Folha de S. Paulo
Imobilismo e voluntarismo geram
ineficiência crônica
A Reforma
Tributária enviada ao Congresso pelo regime militar, em 4 de
novembro de 1965, foi promulgada 26 dias após sua apresentação. A natureza
autoritária do regime foi essencial para o desfecho, mas não explica tudo; a
Reforma Tributária —como a Previdenciária— do governo Thatcher, também foi aprovada em semanas. Em outros
modelos de democracias, as reformas são processos negociados e morosos.
No Reino Unido, a proposta não poderia ter sido substancialmente alterada pelos
relatores ou comissões congressuais. A oposição não conta com instrumentos de
ação disponíveis em países com Legislativo descentralizado (ex. Brasil, EUA). A
obstrução também não poderia vir de membros de coalizões governativas: o voto
distrital leva ao bipartidarismo. E, por construção, o primeiro-ministro tem
maioria. Tampouco poder-se-ia questionar sua constitucionalidade (não há
revisão constitucional) ou recorrer à uma Suprema Corte (porque inexistia tal
instituição no país até 2009); o país sequer tem Constituição escrita.

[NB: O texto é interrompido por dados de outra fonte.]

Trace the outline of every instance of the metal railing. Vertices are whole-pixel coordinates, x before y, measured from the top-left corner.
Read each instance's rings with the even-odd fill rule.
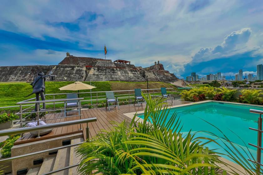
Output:
[[[25,128],[19,128],[18,129],[11,129],[9,130],[6,130],[0,131],[0,136],[12,135],[13,134],[18,134],[26,132],[34,131],[39,131],[42,129],[50,129],[59,127],[67,126],[70,126],[72,125],[78,124],[81,124],[82,123],[86,123],[87,127],[86,128],[86,130],[88,132],[86,133],[86,139],[87,140],[89,140],[90,137],[89,133],[88,132],[89,128],[88,125],[88,123],[90,122],[95,122],[96,121],[97,118],[94,118],[85,119],[80,119],[77,120],[74,120],[73,121],[64,122],[61,122],[60,123],[52,123],[49,125],[38,126],[35,127]],[[72,144],[68,145],[62,146],[61,147],[59,147],[51,149],[49,149],[46,150],[41,151],[40,151],[35,152],[32,152],[23,155],[20,155],[19,156],[14,156],[13,157],[12,157],[11,158],[5,158],[0,160],[0,163],[6,162],[10,162],[13,160],[15,160],[18,158],[22,158],[30,156],[35,155],[41,153],[50,152],[51,151],[54,151],[61,149],[63,149],[64,148],[66,148],[70,147],[75,146],[82,143],[84,142],[80,142],[75,144]],[[63,171],[63,170],[69,169],[69,168],[72,168],[73,167],[78,166],[79,165],[79,163],[78,163],[77,164],[75,164],[75,165],[70,165],[70,166],[62,168],[60,168],[60,169],[58,169],[52,172],[49,172],[43,174],[42,175],[44,175],[44,174],[46,175],[47,175],[48,174],[51,174],[55,172],[57,172]]]
[[[259,114],[259,117],[258,119],[258,128],[255,129],[252,128],[249,128],[249,129],[257,132],[257,143],[256,145],[249,143],[250,145],[257,148],[257,158],[256,161],[248,159],[248,160],[253,162],[256,164],[256,173],[257,175],[260,174],[260,166],[263,166],[263,164],[261,163],[261,150],[263,150],[262,148],[262,118],[261,115],[263,114],[263,111],[255,109],[250,109],[249,112],[251,113],[258,114]]]
[[[31,98],[30,99],[33,99]],[[56,118],[56,119],[58,119],[58,118],[65,118],[66,117],[78,117],[79,116],[80,117],[80,119],[81,119],[81,115],[80,113],[80,108],[81,108],[81,102],[80,102],[80,100],[83,100],[84,98],[72,98],[72,99],[54,99],[54,100],[44,100],[44,101],[28,101],[29,100],[28,100],[28,101],[25,100],[24,101],[23,101],[22,102],[18,102],[17,103],[17,104],[18,105],[19,105],[19,108],[20,108],[20,111],[19,112],[18,112],[16,113],[16,114],[17,115],[19,115],[20,116],[20,120],[19,122],[16,123],[17,124],[20,124],[20,128],[23,128],[23,124],[25,123],[27,123],[29,122],[36,122],[37,123],[37,125],[39,125],[39,122],[40,121],[42,120],[46,120],[45,118],[43,119],[40,119],[40,113],[43,113],[44,114],[44,116],[42,118],[44,118],[44,115],[45,115],[45,113],[46,112],[50,112],[52,111],[54,111],[56,110],[64,110],[64,111],[66,110],[67,109],[77,109],[78,111],[78,115],[73,115],[73,116],[69,116],[66,117],[65,116],[64,117],[59,117]],[[71,100],[77,100],[77,101],[78,102],[77,103],[77,107],[75,107],[74,108],[66,108],[66,102],[67,102],[68,101],[71,101]],[[41,109],[41,108],[40,108],[40,103],[43,103],[43,104],[45,103],[46,102],[53,102],[53,103],[55,102],[63,102],[62,103],[64,103],[64,107],[63,108],[57,108],[55,109],[47,109],[45,108],[45,109]],[[23,104],[25,104],[25,105],[28,105],[29,104],[34,104],[34,105],[31,104],[30,106],[35,106],[35,105],[36,105],[36,111],[34,110],[32,111],[30,111],[30,112],[26,112],[26,110],[28,109],[29,109],[28,108],[27,108],[26,109],[23,109],[23,106],[22,106]],[[48,105],[49,104],[50,104],[50,103],[48,103],[46,104],[47,105]],[[51,104],[53,104],[52,103]],[[44,106],[44,105],[43,105]],[[42,108],[43,108],[42,106]],[[23,122],[23,120],[24,119],[26,118],[27,117],[28,117],[30,115],[32,115],[33,114],[35,113],[36,114],[36,119],[35,120],[33,120],[29,122]],[[23,118],[23,114],[28,114],[28,115],[26,116],[24,118]],[[49,120],[49,119],[48,119]],[[80,130],[81,130],[82,128],[82,126],[80,124]],[[22,139],[23,138],[23,132],[20,132],[20,139]],[[38,131],[38,138],[39,138],[40,137],[40,132],[39,130]]]
[[[177,92],[173,88],[167,88],[166,89],[167,90],[168,93],[173,93],[175,92]],[[146,89],[142,89],[141,90],[145,94],[149,94],[152,96],[155,96],[156,95],[160,95],[161,93],[161,89],[160,88]],[[118,99],[119,99],[119,102],[121,103],[125,102],[126,103],[130,105],[133,103],[135,99],[134,91],[134,90],[133,89],[131,90],[112,91],[111,92],[114,92],[115,95],[116,97],[118,97]],[[74,92],[67,93],[49,94],[45,94],[45,96],[47,98],[56,100],[58,99],[61,100],[61,96],[64,96],[64,97],[63,97],[63,98],[65,98],[67,94],[81,94],[82,96],[84,96],[81,97],[81,98],[84,98],[82,100],[80,101],[81,106],[85,107],[89,107],[90,106],[92,106],[93,107],[98,108],[100,105],[106,105],[106,92],[108,91],[89,92]],[[84,95],[84,94],[86,94],[86,95]],[[58,98],[58,96],[59,96],[59,97],[60,97],[60,98]],[[31,101],[34,100],[35,99],[35,98],[32,98],[21,102],[20,102]],[[63,102],[60,102],[59,100],[54,101],[52,101],[52,102],[51,102],[49,100],[46,100],[45,104],[46,105],[49,105],[49,106],[52,106],[52,105],[53,105],[53,109],[54,110],[55,110],[56,109],[56,107],[58,106],[58,105],[59,106],[60,104],[62,104],[64,103]],[[87,103],[87,102],[89,103]],[[41,104],[39,104],[40,106],[42,106]],[[22,106],[23,108],[23,111],[29,110],[31,109],[33,109],[34,107],[34,104],[24,104],[22,105]],[[0,107],[0,109],[11,108],[14,109],[16,109],[15,110],[14,110],[17,111],[19,110],[19,109],[18,109],[18,108],[20,107],[20,105]],[[43,107],[41,107],[41,108],[42,108]],[[51,108],[51,107],[50,108]],[[59,109],[58,109],[58,110]],[[18,113],[17,113],[16,114],[18,114]],[[32,115],[31,114],[28,114],[28,116],[26,116],[24,118],[23,118],[23,120],[25,118],[29,118],[30,117],[30,115]],[[16,124],[19,124],[19,123],[17,123]]]

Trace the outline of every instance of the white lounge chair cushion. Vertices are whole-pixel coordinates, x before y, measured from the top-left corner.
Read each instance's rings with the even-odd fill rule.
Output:
[[[115,100],[115,99],[110,99],[109,100],[108,100],[108,102],[115,102],[116,101]]]
[[[77,103],[67,103],[67,106],[77,106]]]
[[[39,121],[39,126],[44,125],[46,125],[47,123],[42,121]],[[32,126],[38,126],[38,122],[30,122],[26,124],[26,125],[27,127],[31,127]]]

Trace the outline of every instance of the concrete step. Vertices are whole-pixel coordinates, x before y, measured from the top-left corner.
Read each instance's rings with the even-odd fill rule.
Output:
[[[45,158],[42,163],[38,174],[40,175],[52,171],[53,170],[53,165],[55,159],[55,156]]]
[[[62,168],[69,166],[70,162],[70,148],[59,149],[58,151],[56,157],[53,171]],[[53,174],[56,175],[68,175],[69,170],[66,169],[56,173]]]
[[[78,138],[71,140],[71,144],[75,144],[80,142],[82,142],[84,141],[83,138]],[[73,165],[80,162],[80,156],[77,157],[77,154],[74,151],[75,149],[78,146],[71,147],[70,147],[70,166]],[[80,174],[78,173],[77,172],[77,168],[78,167],[75,167],[73,168],[69,169],[69,174],[72,175],[79,175]]]
[[[30,168],[27,173],[27,175],[38,175],[39,169],[40,167]]]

O premiê britânico não é um "ditador
parlamentar": seu poder é institucional e partidário e o mandato não é fixo:
quando Thatcher se tornou altamente impopular foi desafiada internamente e
acabou levando o cartão vermelho do partido. Os conservadores ainda se
mantiveram no poder. Majoritários na opinião pública, ganharam as eleições.
Os sistemas políticos com autoridade política concentrada —modelos majoritários
de democracia— exibem alto grau de "decisividade" (McCubbins): a capacidade de tomar
decisões. Mas há um trade off envolvido no desenho institucional: decisividade
robusta está associada à alta volatilidade, que é incompatível com a
previsibilidade necessária em certas áreas de política (regimes regulatórios,
fiscais etc); "resolutividade", nos termos daquele autor.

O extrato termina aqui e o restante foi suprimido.